The following diagram shows possible robot reactions based on these recognized characteristics:

Technical implementation

Only neural networks were used to recognize the various features of the worker. Thanks to their data-driven approach, these offer decisive advantages over traditional image processing algorithms, such as the best recognition rates, effective scaling with the data set and simple transfer to new use cases. Thanks to increasingly powerful hardware in the edge area (Nvidia Jetson), recognition takes place in almost real time (approx. 25ms). The following diagram shows the development of neural networks and the architectures used:

Step 1

The worker's face is recognized and cut out of the image using a bounding box. A pre-trained face detection model based on an SSD architecture with a MobileNet backbone is used for this.

Resolution: 320x240 | Recognition time: 5ms

Step 2

Emotion of the worker is recognized. A Convolutional Neural Network (CNN) with a Resnet18 backbone, which was trained using the FER 2013 data set, is used for this.

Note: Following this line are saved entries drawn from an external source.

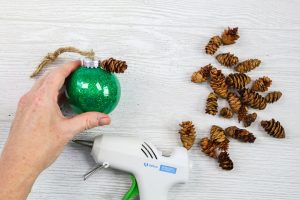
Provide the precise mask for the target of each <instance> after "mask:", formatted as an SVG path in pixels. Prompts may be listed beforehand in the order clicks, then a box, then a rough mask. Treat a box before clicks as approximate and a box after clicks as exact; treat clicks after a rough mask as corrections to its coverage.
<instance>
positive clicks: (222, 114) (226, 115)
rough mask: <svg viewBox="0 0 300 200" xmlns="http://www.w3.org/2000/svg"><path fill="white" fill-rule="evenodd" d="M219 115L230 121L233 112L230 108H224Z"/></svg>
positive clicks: (222, 109) (232, 116)
mask: <svg viewBox="0 0 300 200" xmlns="http://www.w3.org/2000/svg"><path fill="white" fill-rule="evenodd" d="M220 115H221V116H222V117H224V118H227V119H230V118H232V117H233V112H232V110H231V109H230V108H227V107H224V108H222V109H221V111H220Z"/></svg>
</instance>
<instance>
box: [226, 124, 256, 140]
mask: <svg viewBox="0 0 300 200" xmlns="http://www.w3.org/2000/svg"><path fill="white" fill-rule="evenodd" d="M225 134H226V135H228V136H230V137H232V138H234V139H237V140H239V141H242V142H249V143H253V142H254V141H255V139H256V137H255V136H254V135H253V134H252V133H250V132H249V131H247V130H246V129H239V128H238V127H236V126H230V127H228V128H226V129H225Z"/></svg>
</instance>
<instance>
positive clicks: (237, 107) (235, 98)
mask: <svg viewBox="0 0 300 200" xmlns="http://www.w3.org/2000/svg"><path fill="white" fill-rule="evenodd" d="M227 101H228V104H229V106H230V108H231V110H232V111H233V112H235V113H237V112H238V111H239V110H240V108H241V106H242V103H241V101H240V98H239V97H238V96H237V95H236V94H235V93H233V92H229V93H228V96H227Z"/></svg>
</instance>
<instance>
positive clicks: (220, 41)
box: [205, 36, 222, 55]
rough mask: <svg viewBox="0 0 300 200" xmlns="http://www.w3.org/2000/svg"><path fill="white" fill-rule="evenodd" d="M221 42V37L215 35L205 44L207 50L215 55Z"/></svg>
mask: <svg viewBox="0 0 300 200" xmlns="http://www.w3.org/2000/svg"><path fill="white" fill-rule="evenodd" d="M221 44H222V40H221V38H220V37H219V36H213V37H212V38H210V40H209V42H208V44H207V45H206V46H205V52H206V53H207V54H210V55H213V54H214V53H215V52H216V51H217V50H218V48H219V47H220V45H221Z"/></svg>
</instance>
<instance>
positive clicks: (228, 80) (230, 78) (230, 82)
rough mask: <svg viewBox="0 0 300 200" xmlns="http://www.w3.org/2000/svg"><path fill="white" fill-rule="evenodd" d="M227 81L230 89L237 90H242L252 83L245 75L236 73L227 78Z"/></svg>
mask: <svg viewBox="0 0 300 200" xmlns="http://www.w3.org/2000/svg"><path fill="white" fill-rule="evenodd" d="M225 81H226V84H227V85H228V86H229V87H233V88H236V89H242V88H244V87H245V86H246V85H247V84H248V83H250V81H251V78H250V77H249V76H247V75H246V74H244V73H234V74H229V75H228V76H227V77H226V80H225Z"/></svg>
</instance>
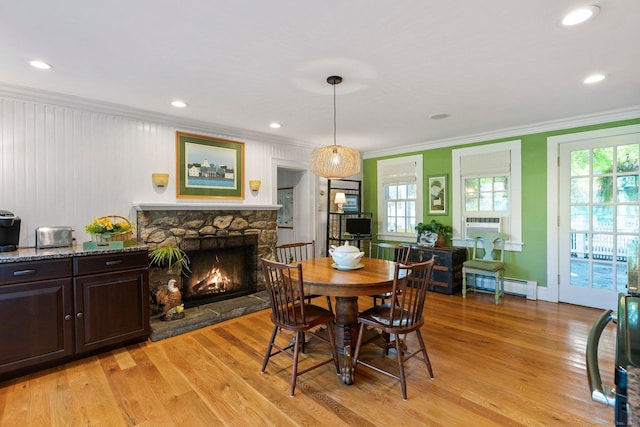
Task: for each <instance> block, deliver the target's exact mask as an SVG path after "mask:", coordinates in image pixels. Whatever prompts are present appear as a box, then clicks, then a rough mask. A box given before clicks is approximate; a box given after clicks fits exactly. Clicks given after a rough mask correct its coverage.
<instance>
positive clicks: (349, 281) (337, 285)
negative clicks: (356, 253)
mask: <svg viewBox="0 0 640 427" xmlns="http://www.w3.org/2000/svg"><path fill="white" fill-rule="evenodd" d="M300 264H302V280H303V282H304V292H305V294H309V295H310V294H317V295H328V296H332V297H335V301H336V304H335V314H336V328H335V336H336V344H337V345H338V347H341V348H342V349H344V359H343V366H342V381H343V382H344V383H345V384H353V382H354V368H353V360H352V358H351V346H352V343H354V344H355V342H356V340H357V338H358V297H359V296H365V295H377V294H383V293H385V292H390V291H391V290H392V288H393V275H394V273H395V266H396V263H395V262H393V261H385V260H379V259H375V258H364V257H363V258H361V259H360V261H359V264H360V265H362V267H361V268H357V269H353V270H338V269H337V268H334V265H335V264H334V262H333V259H332V258H330V257H327V258H312V259H307V260H304V261H300Z"/></svg>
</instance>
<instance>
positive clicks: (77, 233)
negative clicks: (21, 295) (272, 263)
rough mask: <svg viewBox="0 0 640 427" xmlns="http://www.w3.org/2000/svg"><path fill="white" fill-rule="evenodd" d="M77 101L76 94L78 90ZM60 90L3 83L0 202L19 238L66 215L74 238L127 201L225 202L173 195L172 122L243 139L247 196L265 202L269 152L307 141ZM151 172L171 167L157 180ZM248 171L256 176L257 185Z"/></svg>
mask: <svg viewBox="0 0 640 427" xmlns="http://www.w3.org/2000/svg"><path fill="white" fill-rule="evenodd" d="M76 101H77V100H76ZM174 119H175V118H171V117H170V116H166V117H164V116H160V115H157V116H155V115H151V114H144V113H140V114H138V112H137V111H134V110H128V109H127V108H126V107H122V108H121V109H117V108H114V106H112V105H109V106H108V107H107V106H105V105H103V104H99V103H95V104H93V103H91V102H88V101H87V100H83V102H82V103H79V102H71V101H68V100H67V98H64V97H62V96H60V97H59V99H58V97H56V96H52V95H49V94H43V95H42V96H38V95H37V94H36V95H34V94H33V93H28V94H26V93H22V92H20V93H18V91H15V90H7V89H5V88H3V87H0V189H1V190H0V209H4V210H8V211H11V212H13V213H14V214H15V215H17V216H19V217H20V218H21V219H22V226H21V231H20V246H21V247H28V246H34V245H35V228H36V227H38V226H50V225H69V226H71V227H73V228H74V230H75V232H74V236H75V237H76V239H77V241H78V242H82V241H85V240H88V235H87V234H86V233H85V232H84V226H85V225H86V224H88V223H89V222H91V220H92V219H93V217H94V216H106V215H121V216H124V217H128V218H129V219H130V220H131V221H132V222H134V220H135V214H134V210H133V208H132V203H133V202H153V203H176V202H198V203H211V204H212V205H214V206H216V207H218V208H219V207H220V205H222V204H223V203H224V202H220V201H209V200H202V199H191V200H189V199H177V198H176V140H175V139H176V137H175V133H176V131H177V130H179V131H184V132H191V133H197V134H202V135H209V136H214V137H222V138H226V139H232V140H235V141H241V142H244V144H245V177H244V186H245V191H244V193H245V199H244V201H238V200H234V201H231V202H232V203H234V204H251V205H256V204H259V205H270V204H272V201H273V199H274V197H275V196H274V195H275V192H276V187H277V185H276V183H275V182H272V181H273V179H272V176H273V175H274V174H273V173H272V170H271V169H272V162H271V159H273V158H279V159H287V160H291V161H297V162H308V160H309V156H310V152H311V149H310V148H307V147H305V146H304V145H301V144H297V145H296V144H290V143H285V142H279V141H275V142H274V138H273V137H269V136H265V137H264V139H262V138H261V137H260V135H257V134H250V136H247V135H249V134H248V133H247V132H242V131H239V132H238V133H237V134H233V133H231V132H228V131H227V132H224V133H222V132H221V131H219V130H216V129H214V128H207V127H206V126H203V125H202V124H198V126H191V127H189V126H188V125H187V126H185V125H184V124H183V123H185V121H180V120H179V119H175V120H174ZM153 172H167V173H169V174H170V178H169V185H168V186H167V187H166V188H164V189H158V188H156V187H154V186H153V184H152V182H151V174H152V173H153ZM249 179H260V180H262V187H261V188H260V191H259V192H257V194H253V193H252V192H251V191H249V188H248V181H249Z"/></svg>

Resolution: 48x48 | Recognition time: 3ms

Step 3

Authorized workers are recognized. With the help of transfer learning, the backbone of the CNN from step 2 is used, which is optimized for the authorized workers in this case.

Resolution: 48x48 | Recognition time: 3ms

Step 4

Fatigue is detected. For this purpose, relevant facial landmarks are detected using the dlib library, from which the eye area is extracted and analyzed. If the eyes close, a fatigue warning is issued.

Resolution: 112x112 | Recognition time: 8ms